Szpilka w cukierku
Do zdarzenia doszło w czwartek, 31 października. Trzy dziesięciolatki i pięciolatka umówiły się na wspólne świętowanie Halloween. Pod nadzorem opiekunów odwiedzały domy w Pyrzycach i zbierały cukierki. Dopiero wieczorem, po zakończeniu zabawy, gdy koleżanki zebrały się w domu jednej z nich, by policzyć zebrane słodycze, dokonały przerażającego odkrycia.
- W pewnym momencie wszystkie dziewczynki zaalarmowały jedną z matek, że w jednym z otrzymanych cukierków ujawniły metalową szpilkę - informuje prok. Łukasz Błogowski z Prokuratury Okręgowej w Szczecinie. - Sprawdzono następnie pozostałe zgromadzone słodycze, nie ujawniając w nich niebezpiecznych przedmiotów.
Polecany artykuł:
Trwa śledztwo w sprawie makabrycznego żartu
Śledztwo prowadzi pyrzycka policja pod nadzorem prokuratora rejonowego.
- Cukierek z zawartością igły oraz opakowanie zostały zabezpieczone, w celu przeprowadzenia stosownych badań daktyloskopijnych oraz biologicznych - dodaje prok. Łukasz Błogowski. - Funkcjonariusze Komendy Powiatowej w Pyrzycach, pod nadzorem prokuratora, podejmują szereg czynności procesowych, zmierzających do ustalenia wszystkich okoliczności przedmiotowego zdarzenia.

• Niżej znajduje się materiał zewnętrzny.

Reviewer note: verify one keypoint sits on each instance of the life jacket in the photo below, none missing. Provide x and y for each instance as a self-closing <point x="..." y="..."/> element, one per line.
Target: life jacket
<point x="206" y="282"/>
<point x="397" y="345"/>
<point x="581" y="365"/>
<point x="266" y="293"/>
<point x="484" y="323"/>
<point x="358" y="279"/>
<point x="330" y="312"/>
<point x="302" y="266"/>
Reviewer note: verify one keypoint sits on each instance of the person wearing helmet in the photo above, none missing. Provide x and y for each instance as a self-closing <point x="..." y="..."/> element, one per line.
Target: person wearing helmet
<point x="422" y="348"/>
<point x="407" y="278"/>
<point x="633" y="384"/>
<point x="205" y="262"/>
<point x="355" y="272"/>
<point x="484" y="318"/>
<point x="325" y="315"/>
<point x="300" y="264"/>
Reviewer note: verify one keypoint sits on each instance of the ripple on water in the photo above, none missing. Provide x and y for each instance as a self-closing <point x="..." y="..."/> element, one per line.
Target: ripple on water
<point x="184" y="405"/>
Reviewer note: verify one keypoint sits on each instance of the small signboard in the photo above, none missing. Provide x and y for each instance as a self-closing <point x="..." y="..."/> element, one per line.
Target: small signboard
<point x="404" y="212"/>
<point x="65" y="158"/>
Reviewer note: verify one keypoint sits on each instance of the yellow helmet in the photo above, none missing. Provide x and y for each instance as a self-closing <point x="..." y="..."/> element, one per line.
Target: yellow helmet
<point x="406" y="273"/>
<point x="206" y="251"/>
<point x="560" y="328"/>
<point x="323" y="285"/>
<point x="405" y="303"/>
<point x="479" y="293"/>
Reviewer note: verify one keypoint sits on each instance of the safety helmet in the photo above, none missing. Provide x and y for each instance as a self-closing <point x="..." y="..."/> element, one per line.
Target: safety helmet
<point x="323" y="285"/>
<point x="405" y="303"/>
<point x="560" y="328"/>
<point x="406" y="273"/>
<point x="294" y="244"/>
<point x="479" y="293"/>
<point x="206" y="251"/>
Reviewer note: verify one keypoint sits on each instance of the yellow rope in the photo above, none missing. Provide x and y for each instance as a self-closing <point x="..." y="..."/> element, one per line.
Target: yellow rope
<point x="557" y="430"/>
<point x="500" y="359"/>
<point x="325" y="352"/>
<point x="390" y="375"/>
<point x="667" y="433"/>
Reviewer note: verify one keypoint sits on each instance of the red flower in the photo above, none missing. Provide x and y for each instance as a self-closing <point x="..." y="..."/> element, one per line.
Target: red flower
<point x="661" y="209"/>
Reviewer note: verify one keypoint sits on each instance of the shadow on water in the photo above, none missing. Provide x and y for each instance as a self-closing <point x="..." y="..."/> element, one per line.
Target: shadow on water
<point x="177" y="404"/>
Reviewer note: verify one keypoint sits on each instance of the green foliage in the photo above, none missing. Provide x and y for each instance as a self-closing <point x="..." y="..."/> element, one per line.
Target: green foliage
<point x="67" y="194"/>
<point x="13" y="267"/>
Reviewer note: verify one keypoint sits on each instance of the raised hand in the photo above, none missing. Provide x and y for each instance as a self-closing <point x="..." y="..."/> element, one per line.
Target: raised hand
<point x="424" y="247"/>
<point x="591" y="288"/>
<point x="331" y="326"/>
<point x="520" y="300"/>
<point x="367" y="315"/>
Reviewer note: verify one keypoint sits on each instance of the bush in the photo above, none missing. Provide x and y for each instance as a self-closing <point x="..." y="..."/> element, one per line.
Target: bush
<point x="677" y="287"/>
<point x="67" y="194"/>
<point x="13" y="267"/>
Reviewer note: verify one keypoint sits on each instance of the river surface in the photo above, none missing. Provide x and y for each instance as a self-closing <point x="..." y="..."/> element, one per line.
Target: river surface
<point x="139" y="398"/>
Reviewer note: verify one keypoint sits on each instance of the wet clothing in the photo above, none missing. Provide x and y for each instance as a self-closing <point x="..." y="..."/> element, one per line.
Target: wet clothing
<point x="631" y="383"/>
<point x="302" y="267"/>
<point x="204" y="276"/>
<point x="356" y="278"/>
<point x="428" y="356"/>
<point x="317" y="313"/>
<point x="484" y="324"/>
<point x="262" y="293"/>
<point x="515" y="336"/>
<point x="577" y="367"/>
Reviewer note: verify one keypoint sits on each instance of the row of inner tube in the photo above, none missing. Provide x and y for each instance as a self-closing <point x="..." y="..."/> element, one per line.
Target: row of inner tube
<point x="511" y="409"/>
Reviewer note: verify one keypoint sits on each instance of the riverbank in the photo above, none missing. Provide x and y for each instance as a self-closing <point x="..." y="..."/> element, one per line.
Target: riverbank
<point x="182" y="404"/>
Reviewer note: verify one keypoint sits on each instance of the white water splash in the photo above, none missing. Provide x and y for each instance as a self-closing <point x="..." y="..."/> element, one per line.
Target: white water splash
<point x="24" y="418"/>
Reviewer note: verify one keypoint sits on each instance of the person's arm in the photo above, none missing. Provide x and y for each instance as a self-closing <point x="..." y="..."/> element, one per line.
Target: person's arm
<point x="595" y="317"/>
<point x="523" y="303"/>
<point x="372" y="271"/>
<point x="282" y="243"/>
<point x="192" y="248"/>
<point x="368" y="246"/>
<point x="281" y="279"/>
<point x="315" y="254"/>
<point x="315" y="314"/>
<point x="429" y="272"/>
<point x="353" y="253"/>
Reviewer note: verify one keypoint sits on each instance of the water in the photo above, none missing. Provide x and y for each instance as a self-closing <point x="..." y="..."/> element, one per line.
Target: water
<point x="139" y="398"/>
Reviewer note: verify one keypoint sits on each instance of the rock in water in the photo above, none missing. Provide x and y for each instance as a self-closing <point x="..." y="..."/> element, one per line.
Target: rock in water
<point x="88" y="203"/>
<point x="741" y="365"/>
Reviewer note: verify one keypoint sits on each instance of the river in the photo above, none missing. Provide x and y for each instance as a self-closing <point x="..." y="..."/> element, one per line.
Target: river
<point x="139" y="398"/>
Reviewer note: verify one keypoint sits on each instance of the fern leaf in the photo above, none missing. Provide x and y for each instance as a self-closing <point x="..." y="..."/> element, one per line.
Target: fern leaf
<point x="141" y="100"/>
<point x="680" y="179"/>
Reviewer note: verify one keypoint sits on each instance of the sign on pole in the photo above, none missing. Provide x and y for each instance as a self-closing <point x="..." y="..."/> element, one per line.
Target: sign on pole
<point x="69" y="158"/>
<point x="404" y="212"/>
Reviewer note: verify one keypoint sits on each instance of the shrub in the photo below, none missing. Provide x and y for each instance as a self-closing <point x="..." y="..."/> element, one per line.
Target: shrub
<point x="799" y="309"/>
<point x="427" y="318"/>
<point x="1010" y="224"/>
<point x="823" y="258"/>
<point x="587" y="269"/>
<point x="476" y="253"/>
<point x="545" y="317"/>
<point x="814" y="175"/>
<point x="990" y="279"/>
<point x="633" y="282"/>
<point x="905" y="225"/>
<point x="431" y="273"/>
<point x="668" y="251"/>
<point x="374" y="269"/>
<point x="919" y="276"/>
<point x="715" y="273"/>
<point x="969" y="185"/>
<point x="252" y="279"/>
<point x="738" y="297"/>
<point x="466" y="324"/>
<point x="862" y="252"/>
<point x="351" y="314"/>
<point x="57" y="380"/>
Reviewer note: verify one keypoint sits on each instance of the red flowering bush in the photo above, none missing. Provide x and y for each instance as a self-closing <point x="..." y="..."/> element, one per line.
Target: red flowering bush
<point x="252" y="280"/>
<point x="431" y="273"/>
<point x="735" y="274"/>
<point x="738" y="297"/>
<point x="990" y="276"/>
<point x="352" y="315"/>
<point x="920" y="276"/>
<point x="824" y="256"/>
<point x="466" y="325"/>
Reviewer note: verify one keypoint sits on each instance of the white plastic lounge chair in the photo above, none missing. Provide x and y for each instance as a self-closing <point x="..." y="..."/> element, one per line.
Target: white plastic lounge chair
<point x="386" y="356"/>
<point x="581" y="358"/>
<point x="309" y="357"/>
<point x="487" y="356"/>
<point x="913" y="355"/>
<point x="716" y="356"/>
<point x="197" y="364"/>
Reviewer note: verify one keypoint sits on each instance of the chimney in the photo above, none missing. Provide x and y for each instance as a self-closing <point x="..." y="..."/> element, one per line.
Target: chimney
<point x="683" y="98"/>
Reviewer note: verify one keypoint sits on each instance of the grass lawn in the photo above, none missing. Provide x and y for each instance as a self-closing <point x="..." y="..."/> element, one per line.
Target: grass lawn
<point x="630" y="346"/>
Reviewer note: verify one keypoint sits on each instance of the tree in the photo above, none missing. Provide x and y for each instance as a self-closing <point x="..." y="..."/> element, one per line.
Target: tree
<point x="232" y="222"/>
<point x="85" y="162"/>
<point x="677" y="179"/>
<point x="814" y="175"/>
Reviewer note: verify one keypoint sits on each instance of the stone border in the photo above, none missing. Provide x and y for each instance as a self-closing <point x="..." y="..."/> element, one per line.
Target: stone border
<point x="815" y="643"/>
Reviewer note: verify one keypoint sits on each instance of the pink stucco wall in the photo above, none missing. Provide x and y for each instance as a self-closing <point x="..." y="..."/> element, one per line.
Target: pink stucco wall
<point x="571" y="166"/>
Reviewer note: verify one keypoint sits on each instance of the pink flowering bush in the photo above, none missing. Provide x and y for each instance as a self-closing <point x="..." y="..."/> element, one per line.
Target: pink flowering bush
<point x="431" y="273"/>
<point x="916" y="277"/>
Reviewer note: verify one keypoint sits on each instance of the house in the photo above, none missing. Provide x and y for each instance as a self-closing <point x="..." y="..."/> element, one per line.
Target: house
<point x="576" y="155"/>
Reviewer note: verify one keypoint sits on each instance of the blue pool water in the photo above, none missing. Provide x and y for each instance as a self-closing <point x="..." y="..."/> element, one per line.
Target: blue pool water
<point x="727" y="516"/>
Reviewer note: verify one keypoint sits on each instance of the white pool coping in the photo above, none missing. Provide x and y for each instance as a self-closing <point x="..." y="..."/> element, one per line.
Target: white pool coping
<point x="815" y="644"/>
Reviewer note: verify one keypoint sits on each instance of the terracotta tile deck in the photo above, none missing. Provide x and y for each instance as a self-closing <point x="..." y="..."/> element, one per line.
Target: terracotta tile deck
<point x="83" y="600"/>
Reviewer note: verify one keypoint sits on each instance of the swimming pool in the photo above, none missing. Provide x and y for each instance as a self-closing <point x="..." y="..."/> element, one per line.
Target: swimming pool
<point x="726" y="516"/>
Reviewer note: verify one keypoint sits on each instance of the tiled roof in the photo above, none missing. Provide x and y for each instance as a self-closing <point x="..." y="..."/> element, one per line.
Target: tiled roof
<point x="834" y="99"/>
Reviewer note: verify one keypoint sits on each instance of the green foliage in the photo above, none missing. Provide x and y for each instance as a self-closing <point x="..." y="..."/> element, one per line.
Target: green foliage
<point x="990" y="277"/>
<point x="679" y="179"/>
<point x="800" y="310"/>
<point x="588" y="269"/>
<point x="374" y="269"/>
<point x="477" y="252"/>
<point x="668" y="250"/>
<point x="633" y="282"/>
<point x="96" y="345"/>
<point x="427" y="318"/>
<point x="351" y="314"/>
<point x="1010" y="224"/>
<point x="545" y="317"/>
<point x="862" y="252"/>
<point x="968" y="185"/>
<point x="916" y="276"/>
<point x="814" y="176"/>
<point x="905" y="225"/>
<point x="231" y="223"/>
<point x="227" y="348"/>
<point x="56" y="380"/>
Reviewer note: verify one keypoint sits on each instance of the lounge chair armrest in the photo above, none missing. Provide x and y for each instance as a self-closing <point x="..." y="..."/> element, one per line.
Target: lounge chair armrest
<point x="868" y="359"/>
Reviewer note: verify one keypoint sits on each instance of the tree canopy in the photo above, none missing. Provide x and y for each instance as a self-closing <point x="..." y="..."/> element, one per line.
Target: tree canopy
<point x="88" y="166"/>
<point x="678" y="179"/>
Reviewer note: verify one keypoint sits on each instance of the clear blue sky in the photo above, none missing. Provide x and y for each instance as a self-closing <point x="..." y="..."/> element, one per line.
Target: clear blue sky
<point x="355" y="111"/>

Tego rodzaju czyn zagrożony jest karą pobawienia wolności do trzech lat.
Ciąg dalszy pod galerią
Podobnych przypadków było więcej
To nie jedyny przypadek, gdy halloweenowa zabawa mogła skończyć się tragedią. Zgłoszenia o niebezpiecznych przedmiotach w słodyczach zbieranych przez dzieci, w ostatnich dniach otrzymali policjanci m.in. z woj. pomorskiego, lubuskiego i śląskiego. W Wielkopolsce było pięć takich przypadków, cztery w Gnieźnie i w okolicy. W Bogatyni na Dolnym Śląsku 11-letni chłopiec otrzymał galaretki z wciśniętymi w nie igłami krawieckimi.
Według ustaleń policji umieszczanie niebezpiecznych elementów w cukierkach to prawdopodobnie skoordynowana akcja zainicjowana w internecie. Funkcjonariusze apelują do rodziców i opiekunów, by dokładnie sprawdzali słodycze zebrane przez dzieci w Halloween.